Microbiote et autisme : des liens contestés par une nouvelle étude
Microbiote et autisme : des liens contestés

Le microbiote, ensemble des micro-organismes vivant en symbiose dans notre corps, fait l'objet de recherches intensives depuis vingt ans, avec des dizaines de milliers de publications annuelles. Les milliards de bactéries intestinales sont particulièrement étudiées pour leurs liens présumés avec diverses maladies, dont des troubles cognitifs et psychiatriques comme l'autisme, la schizophrénie, la dépression ou Alzheimer.

Les indices initiaux

Plusieurs éléments ont attiré l'attention sur le microbiote comme facteur potentiel de l'autisme.
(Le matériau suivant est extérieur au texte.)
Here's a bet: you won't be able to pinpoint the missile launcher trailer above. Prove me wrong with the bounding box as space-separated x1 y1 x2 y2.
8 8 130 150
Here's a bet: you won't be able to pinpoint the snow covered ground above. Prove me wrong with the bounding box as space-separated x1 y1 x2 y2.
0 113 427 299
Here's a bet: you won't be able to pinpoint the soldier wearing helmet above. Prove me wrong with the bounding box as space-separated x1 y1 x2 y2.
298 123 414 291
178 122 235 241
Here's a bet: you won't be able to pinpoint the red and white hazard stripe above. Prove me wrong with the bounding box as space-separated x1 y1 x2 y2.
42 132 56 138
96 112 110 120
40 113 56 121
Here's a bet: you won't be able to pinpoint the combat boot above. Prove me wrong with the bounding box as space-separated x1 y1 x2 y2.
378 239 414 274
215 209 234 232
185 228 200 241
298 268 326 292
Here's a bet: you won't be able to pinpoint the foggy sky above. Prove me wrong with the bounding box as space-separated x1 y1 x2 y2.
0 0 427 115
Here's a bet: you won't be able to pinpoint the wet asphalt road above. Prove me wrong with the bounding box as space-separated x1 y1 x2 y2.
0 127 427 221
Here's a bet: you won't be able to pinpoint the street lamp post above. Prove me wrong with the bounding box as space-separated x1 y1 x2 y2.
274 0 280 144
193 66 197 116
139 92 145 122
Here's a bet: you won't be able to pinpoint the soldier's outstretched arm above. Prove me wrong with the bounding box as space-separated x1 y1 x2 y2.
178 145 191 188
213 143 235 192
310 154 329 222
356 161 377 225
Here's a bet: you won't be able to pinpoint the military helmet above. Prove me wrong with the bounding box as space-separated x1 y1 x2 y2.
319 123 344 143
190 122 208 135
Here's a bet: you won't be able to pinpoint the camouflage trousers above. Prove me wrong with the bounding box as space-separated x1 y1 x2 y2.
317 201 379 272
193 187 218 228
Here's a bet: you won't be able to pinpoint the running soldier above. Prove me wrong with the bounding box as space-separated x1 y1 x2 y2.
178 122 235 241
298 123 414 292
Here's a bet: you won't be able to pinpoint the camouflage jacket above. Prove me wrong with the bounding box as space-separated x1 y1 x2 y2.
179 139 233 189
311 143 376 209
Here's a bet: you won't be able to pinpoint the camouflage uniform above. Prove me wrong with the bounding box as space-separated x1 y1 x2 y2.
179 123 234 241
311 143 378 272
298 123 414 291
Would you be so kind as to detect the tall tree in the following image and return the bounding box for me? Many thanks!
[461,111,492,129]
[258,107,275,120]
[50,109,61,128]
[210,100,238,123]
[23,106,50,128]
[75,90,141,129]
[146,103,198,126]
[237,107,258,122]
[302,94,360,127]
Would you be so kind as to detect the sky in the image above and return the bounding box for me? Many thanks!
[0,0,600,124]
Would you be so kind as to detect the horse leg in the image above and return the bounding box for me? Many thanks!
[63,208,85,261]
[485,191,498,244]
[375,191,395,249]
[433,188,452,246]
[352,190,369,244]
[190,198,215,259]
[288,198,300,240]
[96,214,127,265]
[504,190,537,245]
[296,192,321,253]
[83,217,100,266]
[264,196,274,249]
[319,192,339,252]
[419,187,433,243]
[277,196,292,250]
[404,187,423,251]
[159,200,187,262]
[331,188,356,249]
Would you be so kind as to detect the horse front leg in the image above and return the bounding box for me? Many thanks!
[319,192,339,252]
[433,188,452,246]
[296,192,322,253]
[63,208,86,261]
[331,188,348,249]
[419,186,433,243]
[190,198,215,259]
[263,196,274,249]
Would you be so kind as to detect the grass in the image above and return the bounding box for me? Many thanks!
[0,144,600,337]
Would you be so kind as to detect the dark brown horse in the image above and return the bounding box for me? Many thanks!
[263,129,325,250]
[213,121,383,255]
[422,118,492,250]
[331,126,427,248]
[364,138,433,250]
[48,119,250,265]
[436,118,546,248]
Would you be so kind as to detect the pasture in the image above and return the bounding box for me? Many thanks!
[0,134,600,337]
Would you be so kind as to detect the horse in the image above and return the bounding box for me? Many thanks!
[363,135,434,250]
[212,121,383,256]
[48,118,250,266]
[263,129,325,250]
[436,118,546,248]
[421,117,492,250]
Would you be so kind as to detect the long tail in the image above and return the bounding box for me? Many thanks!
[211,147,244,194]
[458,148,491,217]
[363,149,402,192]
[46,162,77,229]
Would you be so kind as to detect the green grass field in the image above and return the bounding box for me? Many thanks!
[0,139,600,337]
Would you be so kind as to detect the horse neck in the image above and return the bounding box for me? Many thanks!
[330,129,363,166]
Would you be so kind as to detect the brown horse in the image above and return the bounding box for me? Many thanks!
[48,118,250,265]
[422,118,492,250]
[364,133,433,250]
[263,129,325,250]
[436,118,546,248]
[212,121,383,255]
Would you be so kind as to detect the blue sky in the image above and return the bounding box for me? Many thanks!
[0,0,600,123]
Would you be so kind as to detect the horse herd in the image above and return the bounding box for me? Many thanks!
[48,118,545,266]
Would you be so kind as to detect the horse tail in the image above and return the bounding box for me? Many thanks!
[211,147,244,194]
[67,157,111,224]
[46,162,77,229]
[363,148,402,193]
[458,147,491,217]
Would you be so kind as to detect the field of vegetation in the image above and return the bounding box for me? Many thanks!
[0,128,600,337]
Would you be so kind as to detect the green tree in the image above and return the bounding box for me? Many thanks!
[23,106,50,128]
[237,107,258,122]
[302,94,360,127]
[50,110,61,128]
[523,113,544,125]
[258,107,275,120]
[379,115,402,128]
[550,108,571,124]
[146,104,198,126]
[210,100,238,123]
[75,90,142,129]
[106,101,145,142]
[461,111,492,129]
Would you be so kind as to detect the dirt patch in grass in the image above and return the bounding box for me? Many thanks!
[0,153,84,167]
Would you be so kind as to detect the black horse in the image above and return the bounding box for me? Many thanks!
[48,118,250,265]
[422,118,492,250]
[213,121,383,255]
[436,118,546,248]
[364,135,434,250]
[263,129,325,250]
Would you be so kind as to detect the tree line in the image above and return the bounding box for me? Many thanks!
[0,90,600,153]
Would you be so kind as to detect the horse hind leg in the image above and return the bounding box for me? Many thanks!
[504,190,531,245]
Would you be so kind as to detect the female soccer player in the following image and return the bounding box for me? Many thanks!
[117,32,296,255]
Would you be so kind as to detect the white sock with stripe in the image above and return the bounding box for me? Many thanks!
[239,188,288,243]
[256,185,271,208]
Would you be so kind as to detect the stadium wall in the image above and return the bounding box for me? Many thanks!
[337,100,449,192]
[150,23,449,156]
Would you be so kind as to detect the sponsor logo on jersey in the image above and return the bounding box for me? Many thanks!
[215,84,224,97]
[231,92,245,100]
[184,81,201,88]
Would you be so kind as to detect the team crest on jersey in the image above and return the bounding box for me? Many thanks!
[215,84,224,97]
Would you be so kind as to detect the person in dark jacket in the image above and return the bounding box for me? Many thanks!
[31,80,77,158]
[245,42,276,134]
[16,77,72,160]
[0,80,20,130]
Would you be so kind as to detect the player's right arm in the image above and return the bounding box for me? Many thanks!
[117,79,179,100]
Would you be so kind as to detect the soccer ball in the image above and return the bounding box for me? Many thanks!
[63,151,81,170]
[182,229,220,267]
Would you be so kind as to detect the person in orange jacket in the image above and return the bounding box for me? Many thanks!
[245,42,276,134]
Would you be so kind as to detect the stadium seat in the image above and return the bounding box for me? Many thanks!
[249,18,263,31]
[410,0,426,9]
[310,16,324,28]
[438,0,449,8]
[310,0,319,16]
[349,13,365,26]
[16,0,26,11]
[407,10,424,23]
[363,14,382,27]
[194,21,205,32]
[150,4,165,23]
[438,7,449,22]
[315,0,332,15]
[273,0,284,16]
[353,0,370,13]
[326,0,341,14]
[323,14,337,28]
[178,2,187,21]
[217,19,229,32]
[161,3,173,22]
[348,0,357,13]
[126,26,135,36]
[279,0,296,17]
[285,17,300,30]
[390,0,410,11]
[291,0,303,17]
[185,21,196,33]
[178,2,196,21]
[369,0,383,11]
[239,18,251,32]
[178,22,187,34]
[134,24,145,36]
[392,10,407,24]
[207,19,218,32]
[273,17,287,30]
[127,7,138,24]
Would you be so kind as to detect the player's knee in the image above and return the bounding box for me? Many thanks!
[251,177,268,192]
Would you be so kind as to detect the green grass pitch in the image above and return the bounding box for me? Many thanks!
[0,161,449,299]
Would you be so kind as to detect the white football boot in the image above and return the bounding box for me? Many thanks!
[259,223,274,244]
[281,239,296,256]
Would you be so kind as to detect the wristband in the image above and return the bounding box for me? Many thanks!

D'une part, la prévalence des diagnostics d'autisme a fortement augmenté ces dernières décennies, suggérant l'émergence de nouveaux facteurs de risque, comme des infections microbiennes. D'autre part, des troubles gastro-intestinaux sont fréquemment associés à l'autisme.

Trois axes de recherche

Ces pistes ont généré trois types d'études : observationnelles comparant le microbiote de personnes autistes et témoins ; expérimentales sur des souris dont le microbiote est manipulé pour observer des altérations comportementales ; et cliniques chez l'humain testant des traitements ciblant le microbiote pour réduire les symptômes autistiques. Si certains jugent ces travaux convergents, une synthèse récente publiée dans Neuron se montre très critique.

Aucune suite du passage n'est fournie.